Physician assistants, meanwhile, are trained to coordinate patient care, from delivering care and providing patient education to dealing with the patient’s family. “These are things traditionally that physicians had time to do and that’s where PAs can really step in to help,” says Jennifer Hohman, assistant director of professional affairs for the American Academy of Physician Assistants, noting PAs are capable of performing up to 80 percent of the physician’s scope of practice. “It’s a great blend and it tends to make the patients a lot happier.”

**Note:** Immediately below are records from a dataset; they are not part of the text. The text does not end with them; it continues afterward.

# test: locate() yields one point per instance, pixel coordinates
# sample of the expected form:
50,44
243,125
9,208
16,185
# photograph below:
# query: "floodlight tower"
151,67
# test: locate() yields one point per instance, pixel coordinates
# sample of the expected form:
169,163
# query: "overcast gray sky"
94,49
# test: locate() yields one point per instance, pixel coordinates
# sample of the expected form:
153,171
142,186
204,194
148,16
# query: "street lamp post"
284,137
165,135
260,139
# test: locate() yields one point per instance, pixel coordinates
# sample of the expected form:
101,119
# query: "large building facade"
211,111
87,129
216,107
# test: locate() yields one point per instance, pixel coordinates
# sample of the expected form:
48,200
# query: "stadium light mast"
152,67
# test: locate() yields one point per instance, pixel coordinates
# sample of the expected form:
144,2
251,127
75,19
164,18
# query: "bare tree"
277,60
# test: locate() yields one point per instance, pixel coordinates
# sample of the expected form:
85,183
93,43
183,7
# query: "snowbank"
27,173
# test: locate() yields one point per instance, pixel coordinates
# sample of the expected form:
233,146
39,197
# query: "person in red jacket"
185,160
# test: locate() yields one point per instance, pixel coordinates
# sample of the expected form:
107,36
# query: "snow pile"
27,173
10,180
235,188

PAs require some degree of supervision from a physician in all 50 states. Some states require a designated physician to review all of the PA’s charts, while others require only 10 percent chart review. Yet, the term “supervision” should not turn practices off, says Hohman. By law, she notes, the PA and supervising physician must be in constant dialogue with each other about their patients, but that doesn’t mean being physically together. The whole idea of the PA, she adds, is to act as an extender of physician care — a flexible part of the team whose role can be customized by the physician.

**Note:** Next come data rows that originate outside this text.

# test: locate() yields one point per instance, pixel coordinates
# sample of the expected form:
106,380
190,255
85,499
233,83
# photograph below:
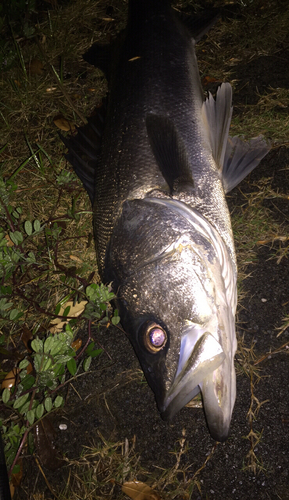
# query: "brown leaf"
36,67
76,259
17,478
58,323
76,344
26,336
63,124
9,241
10,379
139,491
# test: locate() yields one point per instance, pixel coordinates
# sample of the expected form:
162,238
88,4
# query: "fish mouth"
199,368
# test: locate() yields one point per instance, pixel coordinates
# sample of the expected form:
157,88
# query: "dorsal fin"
217,116
84,149
235,158
169,151
241,158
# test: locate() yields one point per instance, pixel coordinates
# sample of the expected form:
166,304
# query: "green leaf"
16,469
48,344
23,364
37,226
115,320
13,314
39,411
72,367
20,401
58,401
96,352
89,348
66,311
31,416
16,237
48,404
6,395
87,363
57,309
37,345
28,382
28,227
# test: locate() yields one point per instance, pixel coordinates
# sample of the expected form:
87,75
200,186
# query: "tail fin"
235,158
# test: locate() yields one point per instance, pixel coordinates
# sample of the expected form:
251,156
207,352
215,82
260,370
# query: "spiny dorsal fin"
169,151
217,116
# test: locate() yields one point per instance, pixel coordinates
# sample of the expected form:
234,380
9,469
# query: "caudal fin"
234,157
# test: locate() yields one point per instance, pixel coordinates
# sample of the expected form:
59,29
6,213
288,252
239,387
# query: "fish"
157,161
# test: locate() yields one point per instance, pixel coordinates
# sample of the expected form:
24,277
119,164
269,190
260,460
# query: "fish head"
167,277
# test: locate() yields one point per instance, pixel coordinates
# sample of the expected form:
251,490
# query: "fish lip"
206,356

Indeed, state law grants physicians the authority to determine how best to integrate PAs into their team and how much to delegate. The AAPA provides an overview of state laws and regulations on its Web site. Depending on state laws, for example, PAs may be authorized to obtain histories, perform physical exams, order and perform diagnostic and therapeutic procedures, formulate a working diagnosis, develop and implement a treatment plan, assist at surgery, counsel patients, and make referrals. They are also authorized to prescribe medicine in all 50 states.

Another important distinction, says Hohman, is that PAs are trained in the medical model using the same facilities, same teachers, and sometimes even the same classes as the physicians — which helps to cultivate a homogeneous approach to patient care. Their educational program emphasizes treatment and diagnosis, taking 26.5 months to complete. The first year is comprised of essential classroom courses including microbiology, anatomy, medical ethics, pathology, and physiology. PAs then perform a year of clinical rotations in private practice and institutional settings.

A slim majority (26 percent) of PAs practice in family and general medicine, while 25 percent work in surgery and surgical subspecialties. Another 16 percent work in internal medicine, while 11 percent are in emergency medicine. PAs are also found in pediatrics, occupational medicine, obstetrics and gynecology, and dermatology.

Integrating the midlevel

Once you’ve decided which type of midlevel to hire, you’ll have to determine how best to incorporate them into your staff. PAs, of course, will require a supervising physician, who must be educated on his or her responsibilities under state law. Whether you opt for a PA or NP, the doctor must also decide how much of their scope of practice to delegate, which may change over time.